Possible Duplicates:
HTML 5 versus XHTML 1.0 Transitional?
Why are (X)HTML 5 and XHTML 2 separate standards?
At the end of the day, why choose XHTML over HTML?

I mean, the HTML and XHTML models have been a mess for the past years.

I'm one of those web developers that when learned about a thing called "standards", that started to develop websites only in XHTML 1.0 Transitional and later XHTML 1.1. It seemed much better than the current (at the time, and now, still) HTML 4.01 format. Overall, seemed a better formed standard, forcing use to close every tag, allowing self close tags, etc... Also, I've seen much more websites developed in XHTML than HTML...

I know that XHTML 2.0 and HTML 5 are in the works for quite some time and I'm still confused by these two... As adopter of XHTML 1.x, my gut says to go when XHTML 2.0 over HTML 5 (when they are out of course). All I've seen about HTML 5 so far, was more multimedia oriented and I don't develop much of those websites. But I haven't seen that much about it either one of them. Still, I think that XHTML 2.0 seems the way to go for someone that mostly developed websites in XHTML 1.1.

Then I saw the Google Wave thing that Google is cooking up and I'm think that HTML 5 has some real potential, some cool features and it's not just for multimedia websites.

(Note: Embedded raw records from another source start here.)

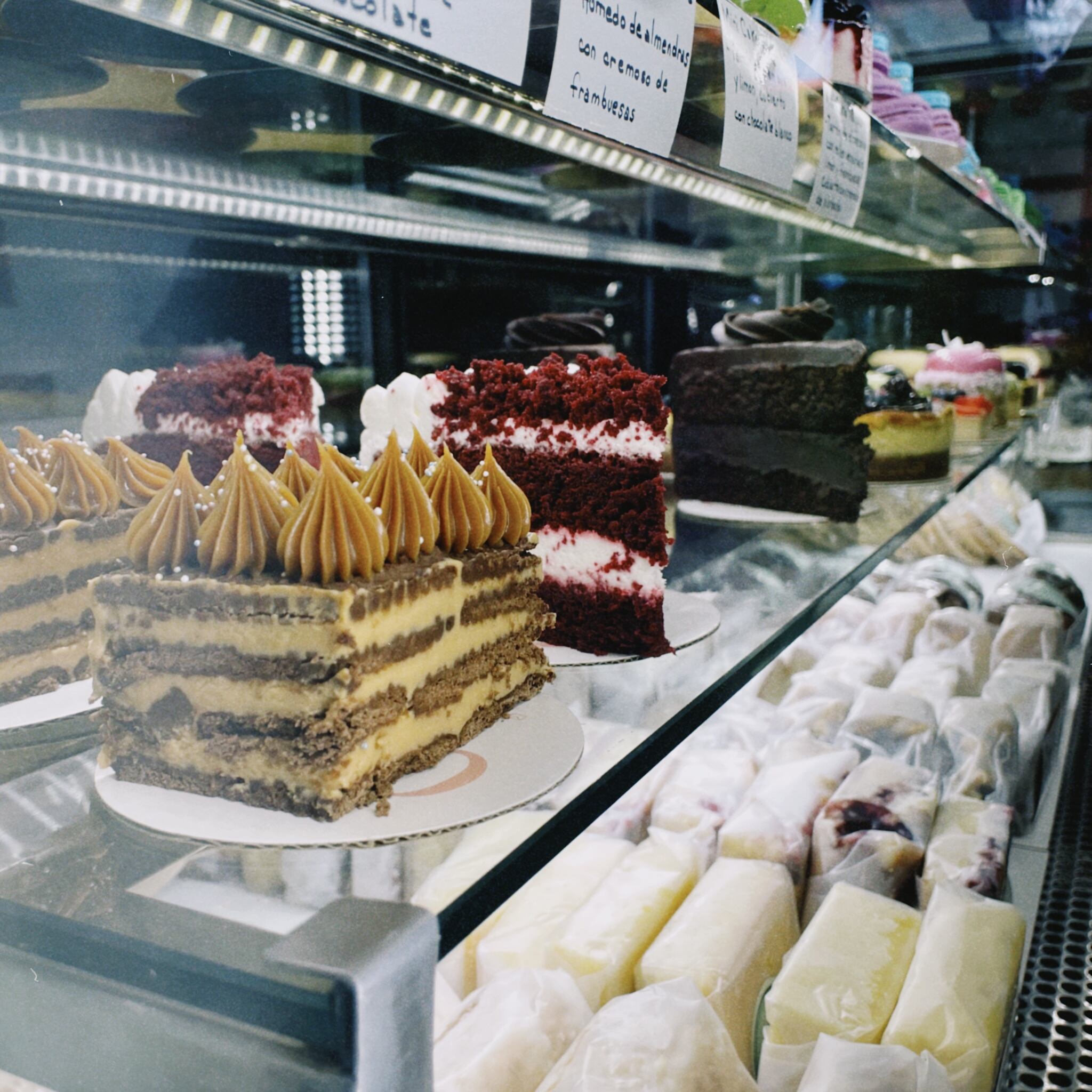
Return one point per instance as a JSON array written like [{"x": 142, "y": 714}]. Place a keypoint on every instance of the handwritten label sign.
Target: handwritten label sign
[
  {"x": 491, "y": 37},
  {"x": 761, "y": 102},
  {"x": 844, "y": 160},
  {"x": 621, "y": 69}
]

And now I'm thinking, which one is the future? XHTML 1.x seems more prominent these days, will XHTML 2.0 continue this trend or will HTML 5 take over? And why?

Better yet, why can't there be only one? Why do we need all these standards? I migh be a little off here but I always though that the XHTML standard variant was the "new" HTML 4 if you know what I mean. A replacement of sorts for this old standard know as the HTML 4 but it doesn't seem that way as you know have two new standards coming up, HTML 5 and XHTML 2.

And to finish, where does XHTML 5 fits in the middle of all this mess?

+2  A: 

At its core, the question boils down to this: what do you want to do with the markup? I'd go on, but this has kinda been discussed to death already...

Please see:

Shog9
+1  A: 

Shog9's pointers address most of the points but:

And to finish, where does XHTML 5 fits in the middle of all this mess?

XHTML5 is HTML5 serialised to XML instead of to Tag Soup (so it can be processed with XML tools).